# Convergence rate of stochastic gradient decent with projections

Given a strong (not only strict) convex function $f: \mathbb{R}^n\to\mathbb{R}$. On such problems, stochastic gradient decent (SGD) has a convergence rate of $O(1/T)$, where $T$ is the number of iterations [1]. How is the convergence rate affected if a constrained is added to the problem and the projected subgradient method is used to solve it?

E.g. \begin{align} \text{minimize } &f(x) \text{ subject to } \\ &x\in C, \end{align} where $C$ is a convex set? The projected subgradient method uses the iteration

$x^{(k+1)} = P \left(x^{(k)} - \alpha_k g^{(k)} \right)$

where $P$ is projection on $C$ and $g^{(k)}$ is any subgradient of $f$ at $x^{(k)}$. Is the convergence rate affected by the projection? If yes, are there better approaches to keep the convergence rate of $O(1/T)$?

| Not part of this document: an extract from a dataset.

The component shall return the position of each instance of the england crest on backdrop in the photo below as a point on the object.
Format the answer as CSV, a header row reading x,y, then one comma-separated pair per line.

• Strong convexity implies strict convexity; Also, the convergence rate is unchanged (it is still O(1/t) ) --- that is, "stochastic projected subgradient" will have O(1/t) convergence rate for strongly convex problems (on a true stochastic optimization problem) Jul 16, 2014 at 18:29
• Thanks! If you answer the question I can mark is as correct. Do you have a source or hint how to prove it? Jul 16, 2014 at 19:44

See here for a convergence analysis. As mentioned in the comments, the rate is still $O(\frac{1}{T})$ if the additional constraint keeps the feasible set $C$ convex and the algorithm used is projected stochastic subgradient descent with a suitable step size rule.